Our turnaround point was just east of the town of Sonora. The town had its beginnings in 1848 when gold was discovered by Mexican nationals who had lost their citizenship as California was signed over to the United States. The Mexicans were soon displaced ("invited to leave") by American miners.  The original town is visible in the center-right part of the photo, while the newer urban development is visible in the center and left-hand part. Scars from the on-going construction (completed long ago) of a bypass can also be seen.
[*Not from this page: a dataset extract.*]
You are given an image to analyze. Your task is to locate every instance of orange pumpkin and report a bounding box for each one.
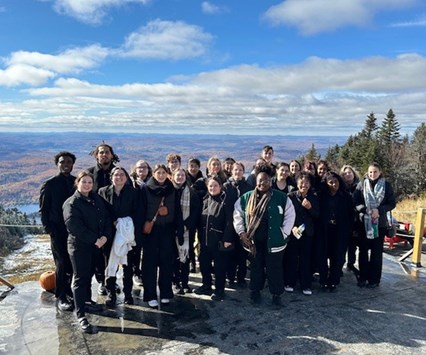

Turning west, we start to see the inverted stream of Table Mountain. Highway 108 passes along the lower left hand part of the photo. Very little soil has developed on the top of the old lava flow (note the lack of trees, and widely scattered grassy areas). The sinuous nature of the flow is becoming evident.

A look out the back of the plane offers the best view of the flow. The barren-looking surface of the flow is actually a unique ecosystem of native wildflowers that are largely free of the invasive European grasses that have overwhelmed the original grasses over much of the region. It is a fascinating hike, especially in the spring after a few good rainstorms. A relatively recent hike to the top of the lava flow can be seen here:

Looking west, with Knights Ferry in the far distance. The flow is wider, especially where some of the lava backed up into some ancient tributary streams. Tulloch Lake on the Stanislaus River is visible to the right.

The rest of the flight was a bit more mundane, as we buzzed my house and returned to Oakdale.

My thanks to Ken Iwahashi, the pilot on our journey. 

Addendum: If you are wondering what the latite rock looks like, I went out today and got a few shots of it.


D Schwartz said...

Very cool. Are there other well known and prominent inverted streams in the US?

Garry Hayes said...

There are several in the Sierra foothills both north and south of Stanislaus Table Mtn. St. George, Utah has three or four right in the middle of town. Zion National Park has a wonderful example in the park west of the actual Zion Canyon.